= National Sports Day =

Public holiday

National Sports Day is a public holiday celebrated in various countries to honour the national sports teams and sports traditions of those countries. On this day people from different age groups take a part in sports like kabaddi, marathon, basketball, hockey etc.

==National sports day by country==
=== India ===
The National Sports Day in India is celebrated on 29 August, on the birth anniversary of hockey player Major Dhyan Chand. This day marks the birthday of Major Dhyan Chand Singh, the hockey player who won gold medals in Olympics for India in the years 1928, 1932 and 1936. He scored 400 goals in his total career, from 1926 - 1949 (according to his autobiography, Goals).
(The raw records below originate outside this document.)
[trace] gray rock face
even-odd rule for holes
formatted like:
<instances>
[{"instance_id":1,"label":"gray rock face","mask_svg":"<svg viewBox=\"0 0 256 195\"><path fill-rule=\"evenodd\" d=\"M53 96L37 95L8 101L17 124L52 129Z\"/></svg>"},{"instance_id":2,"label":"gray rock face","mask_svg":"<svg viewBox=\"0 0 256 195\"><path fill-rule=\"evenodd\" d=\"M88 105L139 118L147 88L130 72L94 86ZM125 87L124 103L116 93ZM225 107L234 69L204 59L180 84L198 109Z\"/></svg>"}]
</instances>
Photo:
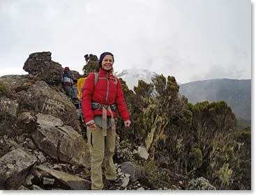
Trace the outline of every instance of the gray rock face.
<instances>
[{"instance_id":1,"label":"gray rock face","mask_svg":"<svg viewBox=\"0 0 256 195\"><path fill-rule=\"evenodd\" d=\"M121 164L121 171L130 175L130 180L132 182L137 181L142 176L142 168L133 164L130 162L125 162Z\"/></svg>"},{"instance_id":2,"label":"gray rock face","mask_svg":"<svg viewBox=\"0 0 256 195\"><path fill-rule=\"evenodd\" d=\"M139 146L138 147L138 151L137 155L144 159L147 159L149 157L149 153L146 151L145 147L144 146Z\"/></svg>"},{"instance_id":3,"label":"gray rock face","mask_svg":"<svg viewBox=\"0 0 256 195\"><path fill-rule=\"evenodd\" d=\"M67 173L48 169L44 166L36 166L37 169L43 171L59 180L62 183L70 187L72 189L90 189L91 182L82 178Z\"/></svg>"},{"instance_id":4,"label":"gray rock face","mask_svg":"<svg viewBox=\"0 0 256 195\"><path fill-rule=\"evenodd\" d=\"M2 98L0 99L0 112L16 117L19 104L17 100Z\"/></svg>"},{"instance_id":5,"label":"gray rock face","mask_svg":"<svg viewBox=\"0 0 256 195\"><path fill-rule=\"evenodd\" d=\"M51 55L50 52L30 54L23 69L38 80L58 85L61 82L63 69L59 63L52 61Z\"/></svg>"},{"instance_id":6,"label":"gray rock face","mask_svg":"<svg viewBox=\"0 0 256 195\"><path fill-rule=\"evenodd\" d=\"M50 87L45 81L37 81L27 91L19 93L22 107L54 116L81 132L78 123L79 111L63 93Z\"/></svg>"},{"instance_id":7,"label":"gray rock face","mask_svg":"<svg viewBox=\"0 0 256 195\"><path fill-rule=\"evenodd\" d=\"M20 148L0 158L0 188L15 189L25 180L31 167L37 159Z\"/></svg>"},{"instance_id":8,"label":"gray rock face","mask_svg":"<svg viewBox=\"0 0 256 195\"><path fill-rule=\"evenodd\" d=\"M193 179L188 182L188 190L216 190L216 188L203 177Z\"/></svg>"},{"instance_id":9,"label":"gray rock face","mask_svg":"<svg viewBox=\"0 0 256 195\"><path fill-rule=\"evenodd\" d=\"M52 116L37 116L39 127L32 136L39 149L53 159L89 167L89 146L81 134L70 126L61 126L63 123Z\"/></svg>"}]
</instances>

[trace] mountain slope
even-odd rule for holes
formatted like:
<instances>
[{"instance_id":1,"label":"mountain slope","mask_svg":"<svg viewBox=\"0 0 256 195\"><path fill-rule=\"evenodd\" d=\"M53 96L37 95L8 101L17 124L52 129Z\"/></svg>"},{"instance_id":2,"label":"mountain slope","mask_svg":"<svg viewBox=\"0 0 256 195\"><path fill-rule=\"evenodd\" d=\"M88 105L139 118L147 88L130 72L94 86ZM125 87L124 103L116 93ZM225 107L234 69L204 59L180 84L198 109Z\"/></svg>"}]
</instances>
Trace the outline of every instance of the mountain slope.
<instances>
[{"instance_id":1,"label":"mountain slope","mask_svg":"<svg viewBox=\"0 0 256 195\"><path fill-rule=\"evenodd\" d=\"M211 79L180 85L179 93L191 103L225 100L237 118L250 120L251 80Z\"/></svg>"}]
</instances>

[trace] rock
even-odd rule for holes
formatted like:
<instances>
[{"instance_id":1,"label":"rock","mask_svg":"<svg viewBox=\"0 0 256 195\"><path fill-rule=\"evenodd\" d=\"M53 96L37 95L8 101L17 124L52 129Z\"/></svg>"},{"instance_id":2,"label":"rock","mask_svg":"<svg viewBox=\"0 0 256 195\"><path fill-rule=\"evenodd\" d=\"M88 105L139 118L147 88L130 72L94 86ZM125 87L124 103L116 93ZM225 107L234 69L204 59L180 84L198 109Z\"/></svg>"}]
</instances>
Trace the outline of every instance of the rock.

After putting his stamp on international hockey arena, and having served his country to reach of glory multiple times. He was a legendary figure in the Indian and world hockey. The most noted memorials for him were the Major Dhyan Chand Award, the highest award for lifetime achievement in sports and games in India, and the National Sports Day celebrations on his birthday. Major Dhyan chand learnt the game of hockey from his coach Pankaj Gupta. There is no one who has reached his level in hockey. The birth anniversary of hockey legend Major Dhyan Chand is on 29 August 1905.

===Iran===
In Iran, October 17 is known as Physical Education & Sport day, and from October 17 to 23 the week is named Physical Education & Sport Week. The main goal is presentation of importance of exercise in personal and social life of people and also has been emphasized in article III of the constitution.

===Japan===
Japan's Health and Sports Day (体育の日, Tai-iku no Hi) is a national holiday commemorated in October. It was first held on 10 October 1966, the second anniversary of the opening of the 1964 Summer Olympics held in Tokyo. Since 2000 it has been held on the second Monday of October.

===Malaysia===
National Sports Day (Hari Sukan Negara) is a national holiday in Malaysia, held annually on the second Saturday in October, with the main objective of promoting a healthy lifestyle among its population. The first National Sports Day was held in 2015.

===Qatar===
National Sports Day is a national holiday in Qatar, held annually on the second Tuesday in February, with the main objective of promoting fitness and a healthy lifestyle among its population through various activities. The first National Sports Day was held in 2012. For its 15th edition in 2026, the Prime Minister and Foreign Minister attended events organized by the Qatar Sports Federation for Persons with Special Needs, and diplomatic staff from Qatar's embassies and consulates around the world also marked the event. The Minister of Public Health also attended events.

===Bahrain===
The inaugural Bahraini Sports Day was commemorated on 7 February 2017, and since then this event is done every year in the second week of February between the dates 10-11-12-13, its about spreading different sports activities all over Bahrain by the order of the minister of ministries. Government sectors, as well as private sectors, companies, banks and, schools, contribute to the sports day by giving half duty to participate in the walkathon and activities. The main target of this day is supporting youth energies, and also to cheer up different ages to apply sports in their daily life, and moreover to have a healthy society.

=== South Korea ===
October is Sports Day (:ko:스포츠의 날) in South Korea. It is not a public holiday but a commemoration day (:ko:대한민국의 기념일) by Regulations on Commemoration Days.